MAROC
04/10/2018 17h:46 CET

Le Maroc accepte l'invitation de Horst Köhler à discuter du dossier du Sahara

L'Algérie, la Mauritanie et le Polisario ont également été invités.

MINISTERE DES AFFAIRES ETRANGERES ET DE LA COOPERATION INTERNATIONALE MAECI
L'envoyé personnel du Secrétaire général de l’ONU pour le Sahara, Horst Köhler, et le ministre des Affaires étrangères et de la Coopération internationale, Nasser Bourita, lors d'une rencontre à Rabat, le 27 juin 2018.

SAHARA - Le Maroc a accepté l’invitation envoyée par l’envoyé personnel du Secrétaire général de l’ONU pour le Sahara, Horst Köhler, pour participer à une table-ronde sur la question du Sahara a affirmé, jeudi 4 octobre à Rabat, le ministre délégué chargé des relations avec le parlement et la société civile, porte-parole du gouvernement, Mustapha El Khalfi.

“Le Maroc a accepté l’invitation de l’envoyé personnel du SG de l’ONU eu égard au fait que l’Algérie et la Mauritanie ont également été invitées à cette table-ronde”, a précisé M. El Khalfi sans évoquer le cas du Polisario, lors du point de presse tenu à l’issue du conseil de gouvernement, réuni sous la présidence du chef du gouvernement Saâd Eddine El Othmani, rapporte la MAP.

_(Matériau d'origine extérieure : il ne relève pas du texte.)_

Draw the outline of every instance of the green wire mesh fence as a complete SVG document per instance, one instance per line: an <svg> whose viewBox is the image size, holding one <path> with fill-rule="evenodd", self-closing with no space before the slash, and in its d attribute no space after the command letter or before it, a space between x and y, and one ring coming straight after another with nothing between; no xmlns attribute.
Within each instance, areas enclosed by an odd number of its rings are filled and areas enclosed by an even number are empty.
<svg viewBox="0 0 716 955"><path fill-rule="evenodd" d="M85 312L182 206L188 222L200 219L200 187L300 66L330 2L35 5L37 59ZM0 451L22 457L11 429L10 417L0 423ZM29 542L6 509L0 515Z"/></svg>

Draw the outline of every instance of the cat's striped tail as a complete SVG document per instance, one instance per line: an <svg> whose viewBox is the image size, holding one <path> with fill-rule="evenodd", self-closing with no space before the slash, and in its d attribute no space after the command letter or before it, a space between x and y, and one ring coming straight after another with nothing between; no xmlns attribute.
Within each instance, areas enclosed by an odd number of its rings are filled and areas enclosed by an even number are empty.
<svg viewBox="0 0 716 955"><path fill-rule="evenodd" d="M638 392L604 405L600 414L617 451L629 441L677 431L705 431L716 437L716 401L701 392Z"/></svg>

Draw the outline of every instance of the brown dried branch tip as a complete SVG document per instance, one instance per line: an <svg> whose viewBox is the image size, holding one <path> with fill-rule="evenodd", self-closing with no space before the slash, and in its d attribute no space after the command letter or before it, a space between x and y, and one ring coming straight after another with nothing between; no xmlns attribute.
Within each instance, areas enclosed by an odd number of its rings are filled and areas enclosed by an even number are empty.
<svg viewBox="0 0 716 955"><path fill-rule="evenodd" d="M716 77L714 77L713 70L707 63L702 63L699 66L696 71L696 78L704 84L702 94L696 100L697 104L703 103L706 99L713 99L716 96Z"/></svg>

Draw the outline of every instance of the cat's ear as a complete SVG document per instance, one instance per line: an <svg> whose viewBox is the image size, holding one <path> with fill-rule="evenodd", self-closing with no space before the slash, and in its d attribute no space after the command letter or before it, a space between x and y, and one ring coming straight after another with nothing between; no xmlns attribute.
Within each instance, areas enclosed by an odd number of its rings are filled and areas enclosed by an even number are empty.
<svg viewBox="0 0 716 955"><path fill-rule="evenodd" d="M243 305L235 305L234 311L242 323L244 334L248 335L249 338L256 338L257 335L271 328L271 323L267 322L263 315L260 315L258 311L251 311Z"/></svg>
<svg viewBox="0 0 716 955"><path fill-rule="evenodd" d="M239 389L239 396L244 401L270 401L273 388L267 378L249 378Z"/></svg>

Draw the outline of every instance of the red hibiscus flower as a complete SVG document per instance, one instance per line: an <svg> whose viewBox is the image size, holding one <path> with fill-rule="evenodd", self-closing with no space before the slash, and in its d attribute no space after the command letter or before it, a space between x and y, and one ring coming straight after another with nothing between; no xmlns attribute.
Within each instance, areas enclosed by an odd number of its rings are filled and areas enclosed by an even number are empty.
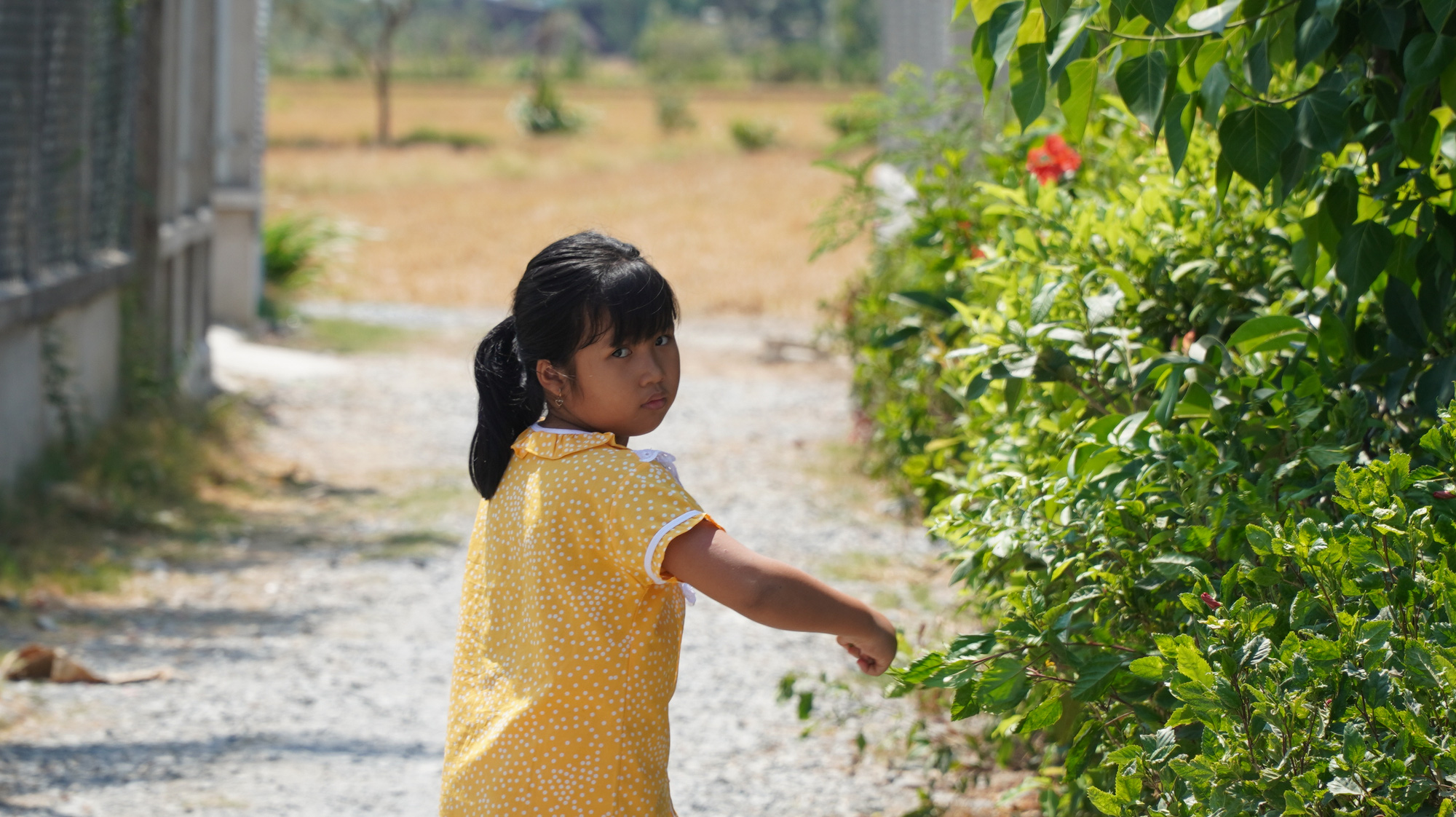
<svg viewBox="0 0 1456 817"><path fill-rule="evenodd" d="M1070 179L1082 166L1082 154L1072 150L1060 135L1050 135L1041 147L1026 151L1026 170L1037 175L1037 181L1051 185Z"/></svg>

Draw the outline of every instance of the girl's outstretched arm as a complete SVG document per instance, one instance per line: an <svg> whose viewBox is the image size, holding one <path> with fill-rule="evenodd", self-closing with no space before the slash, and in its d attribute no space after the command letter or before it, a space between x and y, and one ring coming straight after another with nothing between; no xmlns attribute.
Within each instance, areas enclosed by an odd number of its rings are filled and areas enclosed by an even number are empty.
<svg viewBox="0 0 1456 817"><path fill-rule="evenodd" d="M868 674L895 658L895 628L882 613L706 521L668 545L662 571L761 625L837 635Z"/></svg>

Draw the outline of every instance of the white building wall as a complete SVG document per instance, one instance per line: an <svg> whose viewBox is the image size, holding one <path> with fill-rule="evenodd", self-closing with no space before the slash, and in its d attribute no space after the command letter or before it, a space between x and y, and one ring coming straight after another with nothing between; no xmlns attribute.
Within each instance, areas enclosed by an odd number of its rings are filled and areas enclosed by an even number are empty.
<svg viewBox="0 0 1456 817"><path fill-rule="evenodd" d="M0 486L63 437L66 414L79 434L105 422L116 408L119 371L115 288L45 320L0 331Z"/></svg>

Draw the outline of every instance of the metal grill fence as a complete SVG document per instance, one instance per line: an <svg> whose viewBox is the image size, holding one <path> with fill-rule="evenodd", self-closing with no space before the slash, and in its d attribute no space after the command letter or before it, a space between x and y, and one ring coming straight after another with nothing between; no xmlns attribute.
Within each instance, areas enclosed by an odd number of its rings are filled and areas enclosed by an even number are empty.
<svg viewBox="0 0 1456 817"><path fill-rule="evenodd" d="M0 1L0 293L130 249L132 6Z"/></svg>

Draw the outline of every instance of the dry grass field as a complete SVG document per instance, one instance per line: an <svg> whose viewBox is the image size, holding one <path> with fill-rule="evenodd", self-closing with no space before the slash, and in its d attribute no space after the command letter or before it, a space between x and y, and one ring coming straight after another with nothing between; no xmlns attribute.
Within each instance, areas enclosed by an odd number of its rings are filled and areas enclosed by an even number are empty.
<svg viewBox="0 0 1456 817"><path fill-rule="evenodd" d="M690 313L811 317L863 262L863 245L808 261L812 223L840 188L812 160L833 140L826 112L850 90L697 90L697 128L671 137L649 90L569 86L591 125L531 137L507 117L523 92L400 83L396 134L432 127L492 144L376 149L360 146L374 117L363 82L274 82L269 213L317 213L364 236L314 297L501 306L536 250L588 227L641 246ZM735 118L776 122L780 144L741 153Z"/></svg>

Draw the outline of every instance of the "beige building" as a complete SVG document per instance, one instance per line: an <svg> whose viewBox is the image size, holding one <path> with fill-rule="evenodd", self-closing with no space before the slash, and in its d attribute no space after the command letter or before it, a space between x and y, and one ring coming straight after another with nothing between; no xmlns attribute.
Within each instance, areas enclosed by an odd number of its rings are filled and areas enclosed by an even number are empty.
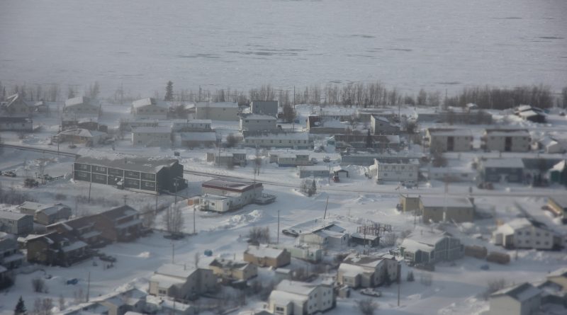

Le ministre a tenu à rappeler que le Maroc “ne prévoit aucune solution au conflit artificiel autour du Sahara en dehors de l’initiative d’autonomie dans le cadre de la souveraineté marocaine”. La rencontre doit avoir lieu le 5 et 6 décembre à Genève en Suisse.

Selon l’AFP, le Polisario a également été invité et a répondu favorablement à cette invitation. “J’exhorte les parties et les voisins à venir à la table de négociations de bonne foi et sans préconditions”, a indiqué le Secrétaire général de l’ONU Antonio Guterres dans un rapport au Conseil de sécurité consulté par l’agence de presse française.

Le Maroc et le Front Polisario ont accepté (respectivement les 2 et 3 octobre) de participer à ces “discussions préliminaires”, a précisé Antonio Guterres, en se disant confiant sur les réponses encore attendues de l’Algérie et de la Mauritanie, les deux autres invités à la “table ronde” organisée à Genève, précise l’AFP.